Court Opinion

ID: 9858747
Source: CourtListenerOpinion
Date Created: 2023-09-24 16:36:22.790673+00
Date Added: 2024-06-11T09:55:42.140928
License: Public Domain

McGEE, Justice.
This is a fraudulent misrepresentation case. Ralph Spoljaric sued his former employer for breach of a promise to implement a bonus plan. The trial court rendered judgment for Spoljaric and in an unpublished opinion the court of appeals reversed that judgment and rendered judgment for Percival Tours. The principal question before us is whether there is some evidence to support the jury’s finding that the employer did not intend to implement a bonus plan at the time he promised to do so. Because we hold there is some evidence to support the jury’s finding, we reverse the judgment of the court of appeals and remand the cause to that court for further consideration.

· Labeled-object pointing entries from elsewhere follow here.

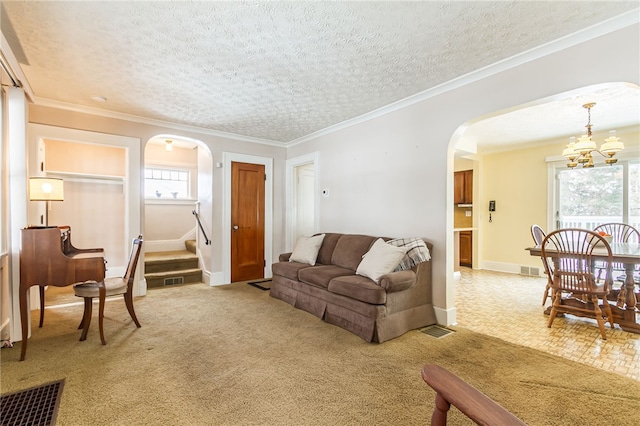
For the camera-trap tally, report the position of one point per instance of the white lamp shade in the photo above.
(46, 189)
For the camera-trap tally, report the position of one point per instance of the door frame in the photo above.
(227, 159)
(290, 179)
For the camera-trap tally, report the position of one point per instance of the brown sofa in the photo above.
(331, 290)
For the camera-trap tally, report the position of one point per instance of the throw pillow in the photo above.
(417, 252)
(306, 249)
(381, 259)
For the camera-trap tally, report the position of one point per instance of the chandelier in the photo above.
(580, 152)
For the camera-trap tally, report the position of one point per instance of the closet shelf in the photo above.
(85, 177)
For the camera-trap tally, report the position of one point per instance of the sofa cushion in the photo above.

In March, 1978, Ralph W. Spoljaric negotiated with Jessie L. Upchurch, president of Percival Tours, Inc., for Spoljaric’s employment with Percival. The parties entered into a written two-year employment contract. Spoljaric took the position of vice president of finance and accountancy at an annual salary of $42,000 per year.
Toward the end of the two-year contract, Spoljaric began to make plans for his,future. He made contacts in New York and initiated talks with Upchurch for a new employment contract. In December, 1979, Spoljaric and Upchurch met. Upchurch offered Spoljaric a salary of $50,000 per year to remain with Percival Tours but refused to enter into a second written contract. Spoljaric declined this offer.

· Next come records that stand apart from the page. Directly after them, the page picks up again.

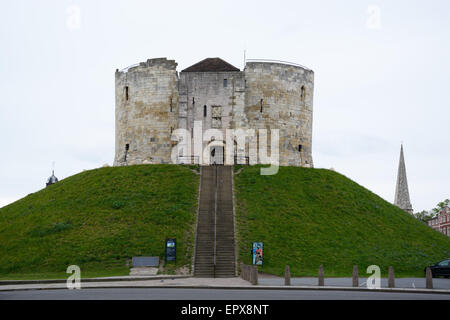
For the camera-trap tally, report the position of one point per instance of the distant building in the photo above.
(154, 101)
(441, 223)
(52, 179)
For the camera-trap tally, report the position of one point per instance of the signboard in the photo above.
(145, 261)
(171, 249)
(257, 253)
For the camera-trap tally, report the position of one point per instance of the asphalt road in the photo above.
(211, 294)
(415, 283)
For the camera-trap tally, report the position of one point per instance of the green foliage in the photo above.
(424, 215)
(99, 219)
(308, 217)
(440, 206)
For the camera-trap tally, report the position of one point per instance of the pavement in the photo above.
(413, 283)
(228, 295)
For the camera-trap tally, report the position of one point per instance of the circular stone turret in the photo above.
(146, 112)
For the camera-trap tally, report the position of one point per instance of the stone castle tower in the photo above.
(154, 101)
(401, 190)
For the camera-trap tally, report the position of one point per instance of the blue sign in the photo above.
(171, 249)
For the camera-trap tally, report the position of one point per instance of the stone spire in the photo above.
(401, 190)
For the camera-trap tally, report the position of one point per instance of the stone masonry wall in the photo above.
(200, 89)
(285, 106)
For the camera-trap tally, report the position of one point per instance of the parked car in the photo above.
(440, 269)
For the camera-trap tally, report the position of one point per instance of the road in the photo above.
(211, 294)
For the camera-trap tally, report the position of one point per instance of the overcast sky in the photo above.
(382, 76)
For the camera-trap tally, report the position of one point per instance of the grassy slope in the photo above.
(307, 217)
(99, 219)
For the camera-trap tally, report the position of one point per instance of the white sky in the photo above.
(377, 81)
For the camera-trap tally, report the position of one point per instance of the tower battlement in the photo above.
(153, 100)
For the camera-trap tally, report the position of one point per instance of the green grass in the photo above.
(99, 220)
(308, 217)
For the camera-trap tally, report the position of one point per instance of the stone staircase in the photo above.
(215, 205)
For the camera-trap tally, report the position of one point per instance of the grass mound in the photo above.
(308, 217)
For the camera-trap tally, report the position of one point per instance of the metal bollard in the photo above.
(355, 280)
(287, 276)
(429, 278)
(321, 276)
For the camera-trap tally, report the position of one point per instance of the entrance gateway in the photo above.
(217, 155)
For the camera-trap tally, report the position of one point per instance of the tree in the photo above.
(440, 206)
(424, 215)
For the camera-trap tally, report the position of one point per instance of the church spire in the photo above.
(401, 190)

The two met the next day, and Spoljaric counter-offered for a salary of $70,000 without a written contract. Upchurch agreed to the higher salary. The two also discussed Spoljaric’s increased responsibilities to the company due to the resignation of Mario Balestrieri, executive vice president of operations.

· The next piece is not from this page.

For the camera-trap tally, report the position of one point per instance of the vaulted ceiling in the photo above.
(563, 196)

Approximately two weeks later, a third meeting was held between Spoljaric, Up-church, and Balestrieri. Balestrieri agreed to stay with Percival at the same terms as Spoljaric. A bonus plan was also discussed. Under the proposed plan, Spoljaric and Balestrieri would be paid a 5 percent bonus on any improvement over Percival’s net operating loss of 2 million dollars. The bonus would be paid when the company *434realized a profit. Upchurch instructed Spoljaric to formalize a plan in writing.
It took almost two months for Spoljaric to draft a bonus plan. He gave the draft to Upchurch for his approval. Because Upchurch objected to certain parts, he instructed his corporate secretary, G. Lisle, to draft an alternate provision dealing with the voluntary termination of executive officers. Lisle drafted the requested provision and Upchurch approved the amended bonus plan. However, the record is silent whether Spoljaric ever saw the new amended bonus plan. Spoljaric and Balestrieri made several inquiries over the next eight months about the status of the proposed bonus plan. Upchurch told them that his New York lawyers were reviewing the plan.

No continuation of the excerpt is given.